The way lay first across a stony plain sloping gently upward, with the compact mass of rocky mountains so close in the cloudless atmosphere that one might easily have been deceived about the exertions that lay ahead, had not common fame more than corrected any such error. Pilgrims were already converging from both directions upon the partly stone-paved route leading out of the north gate of Taianfu, surrounded by its time-blackened walls, and within an hour we were all passing in a single stream through the first great archway. I-T’ien-Men—“First Heaven Gate”—the Chinese call it, and over it hangs an inscription announcing in the brevity of Chinese characters that Confucius took this path when he climbed Tai-shan—enough to make it the accepted one even if there were other feasible ascents. Stone steps soon begin to hint at the obstacle race ahead, though this early they are merely in isolated half-dozens scattered up the gradually more sloping road floored with big irregular stones worn smooth by uncounted millions of feet. Already the beggars who decorate the entire ascent were raising their insistent clamor, and shops and temples and tea-houses and itinerant venders formed an almost unbroken wall on either side. Higher up there were increasingly open stretches looking off across the steep tumbled gorge we were climbing, to the swift rocky mountain-sides that shut us in. Here and there a cluster of rugged, misshapen pines gave as dainty a retreat as if we had been in Japan, but the general lack of cleanliness alone distinctly informed us that we were not. These clumps were rare, too, even on China’s most sacred mountain, otherwise almost entirely of stone, with hardly a patch of earth big enough for the planting of a flower-bed.

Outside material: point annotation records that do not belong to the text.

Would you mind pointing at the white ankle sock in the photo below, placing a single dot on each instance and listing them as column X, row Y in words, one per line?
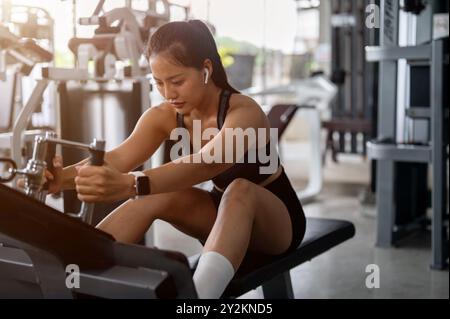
column 212, row 275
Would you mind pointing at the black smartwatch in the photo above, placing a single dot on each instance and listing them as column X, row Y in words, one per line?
column 141, row 184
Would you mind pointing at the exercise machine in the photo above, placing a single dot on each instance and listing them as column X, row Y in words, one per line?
column 413, row 126
column 18, row 57
column 38, row 244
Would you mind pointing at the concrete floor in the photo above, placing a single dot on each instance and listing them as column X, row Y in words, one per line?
column 341, row 272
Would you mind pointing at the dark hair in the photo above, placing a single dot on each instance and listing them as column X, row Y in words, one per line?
column 190, row 43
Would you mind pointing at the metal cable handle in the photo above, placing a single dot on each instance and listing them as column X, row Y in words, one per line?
column 43, row 153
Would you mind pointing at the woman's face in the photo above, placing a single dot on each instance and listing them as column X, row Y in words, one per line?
column 181, row 86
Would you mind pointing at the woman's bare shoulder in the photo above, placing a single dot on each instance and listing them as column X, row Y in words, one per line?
column 162, row 114
column 245, row 105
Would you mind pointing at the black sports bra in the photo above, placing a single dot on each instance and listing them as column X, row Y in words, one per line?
column 249, row 171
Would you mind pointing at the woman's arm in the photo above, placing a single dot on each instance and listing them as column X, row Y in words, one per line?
column 104, row 184
column 150, row 131
column 185, row 172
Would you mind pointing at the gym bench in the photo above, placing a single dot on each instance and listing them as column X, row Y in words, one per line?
column 38, row 243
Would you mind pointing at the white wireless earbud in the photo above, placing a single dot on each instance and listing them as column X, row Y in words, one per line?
column 206, row 75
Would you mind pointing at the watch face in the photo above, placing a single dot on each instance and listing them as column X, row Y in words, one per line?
column 143, row 185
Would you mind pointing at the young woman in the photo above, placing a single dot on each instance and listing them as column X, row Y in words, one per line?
column 246, row 211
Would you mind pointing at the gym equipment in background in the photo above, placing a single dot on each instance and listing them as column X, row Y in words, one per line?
column 413, row 127
column 312, row 97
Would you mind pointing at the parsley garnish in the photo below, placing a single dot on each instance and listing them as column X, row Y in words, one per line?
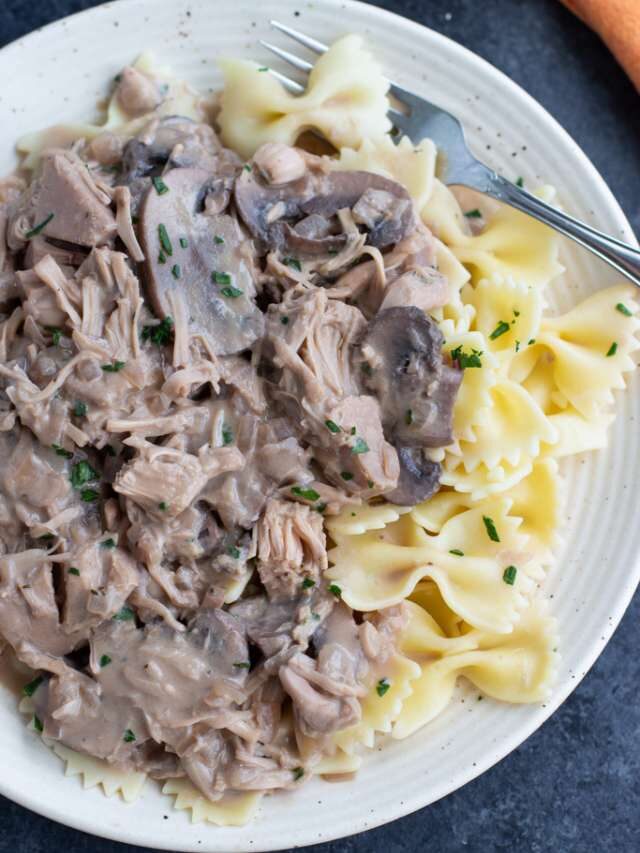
column 30, row 688
column 165, row 242
column 382, row 686
column 294, row 263
column 501, row 329
column 82, row 473
column 492, row 533
column 360, row 446
column 160, row 186
column 38, row 228
column 305, row 494
column 509, row 575
column 465, row 359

This did not make it infertile for its inhabitants, however; rather the contrary. My coolie companion, to whom the ascent was an old, old story, put the number of beggars that lined it at one thousand; but that certainly was over-modest. Surely there were several times that number from bottom to top, and just as many from top to bottom. They sat in the center of the great stairs, so that chair-bearers passed one on either side of them, and those who were carried up passed directly over their heads. The top of each little cluster of stairs seemed to be the exclusive territory of one mendicant, or, in the great majority of cases, of one whole family of them, and not one did I see poaching even for an instant on his fellows’ preserves. Just as often as the half-dozen steps were surmounted a beggar was certain to be found squatting in the middle of the topmost, his woven-reed scoop lying invitingly beside him. Where the merely sloping stretches between these steps were more than ten or twelve feet long other beggars were regularly spaced along them; and higher up, where the ascent was all stairs, there was one, or a family group, about every sixth step.